Do alto de seus 1,51m de altura Ruy esteve à frente de grandes movimentos da política brasileira. Sua principal briga no primeiro terço da vida pública foi pela Abolição da escravatura. Uma luta que claro não foi só dele. Mas, quando começou, estava sozinho.
Em uma das suas dezenas de frases afirmou: A palavra é o instrumento irresistível da conquista da liberdade. De fato, era, tanto que derrubou a monarquia com um artigo. Publicado em 1989 em um jornal carioca; “Seu artigo de hoje, ‘Plano contra a Pátria’, fez a República, e me convenceu da necessidade imediata da revolução”. (Benjamin Constant)”
Após a Proclamação da República, Deodoro da Fonseca se torna o primeiro presidente do Brasil e Ruy torna-se o primeiro ministro da fazenda.
Enquanto ministro, mandou queimar todos os livros e documentos com as matrículas dos escravos no cartório. Decisão que até hoje atrai crítica por parte dos historiadores uma vez que pode ser enxergada como uma tentativa de apagamento do passado escravocrata do país. Fato é, que onze dias após a “queima” os senhores de escravos entram com uma ação coletiva contra o governo brasileiro pleiteando indenização pelos escravos que perderam. Só não levaram porque não tiveram como provar visto que não havia mais documentos. Para Ruy, se alguém tivesse que ser indenizado, este alguém seria o escravo.
Ainda como ministro tentou incrementar, de forma avessa, uma agenda neo-liberal no país, avessa, pois o tiro saiu pela culatra. Isto porque através da política do encilhamento (google it), deu-se permissão aos bancos privados para que, eles próprios, e não o banco central, emitissem papel-moeda, o que fez chover dinheiro sem lastro no Brasil.
O fracasso desta medida foi tão grande que Ruy se candidatou à presidência quatro vezes e não levou nenhuma. Conseguiu inclusive perder as eleições de 1910 para um candidato horrivelmente pior que ele, Hermes da Fonseca, sobrinho de Deodoro, chamado pelos seus adversários de “homem de completa nulidade mental”.
Ainda, redigiu, junto com Prudente de Mores, a primeira constituição Brasileira, de 1891. Anos depois, também ajudou que o país, concluísse o código de 1916. Um marco da lei civil.
Em 1920, já debilitado e tendo abandonado as campanhas eleitorais, convidado na condição de paraninfo de uma turma da Faculdade de Direito de São Paulo, Ruy escreveu um de seus textos mais famosos a "Oração aos Moços", texto no qual oferece reflexões sobre o papel do advogado.
Uma das principais lições desse texto é a de que cabe ao advogado: inteirar-se, desenvolver-se, apurar-se. Outra citação que faz referência ao mesmo texto de Ruy e lembrado por José Roberto de Castro Neves na obra “Como os advogados salvaram o mundo”, e de imensa atualidade: “Vulgar é o ler, raro é o refletir."
Ruy de fato foi considerado por muitos como “a maior mentalidade da nação”, pelo menos em sua época, entretanto sempre esteve longe da perfeição. Antivacina (varíola) e economicamente atrapalhado, Ruy Barbosa tinha quase tantos defeitos como tinha livros: e tinha muitos livros.

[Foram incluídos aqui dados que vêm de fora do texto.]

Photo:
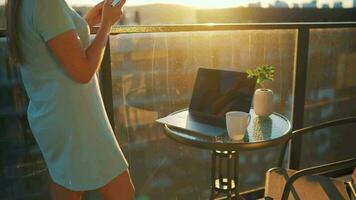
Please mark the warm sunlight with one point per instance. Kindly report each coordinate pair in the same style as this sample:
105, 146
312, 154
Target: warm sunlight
213, 3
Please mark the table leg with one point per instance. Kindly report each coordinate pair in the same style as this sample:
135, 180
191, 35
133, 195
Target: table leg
213, 175
236, 178
225, 164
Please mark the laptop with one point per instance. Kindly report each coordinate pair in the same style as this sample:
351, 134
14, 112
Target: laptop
215, 93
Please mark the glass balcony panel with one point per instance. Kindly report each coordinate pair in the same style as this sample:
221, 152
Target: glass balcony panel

Por fim conseguiu arrumar polemica até depois de sua morte, já que a própria gravia de seu nome e questionada. Sérgio Nogueira explica que, em 1943, as letras K, Y e W foram excluídas do abecedário da língua portuguesa oficial. Assim a partir da década de 40, a grafia do Rui, que na sua origem era com Y, passou a ser com I. "De lá para cá, fica essa polemica. Uns põem o 'i', outros respeitam a certidão."
De pronto adiantamos que, aqui respeitamos a certidão de nascimento, assim: Ruy, feliz 100 anos de eternidade.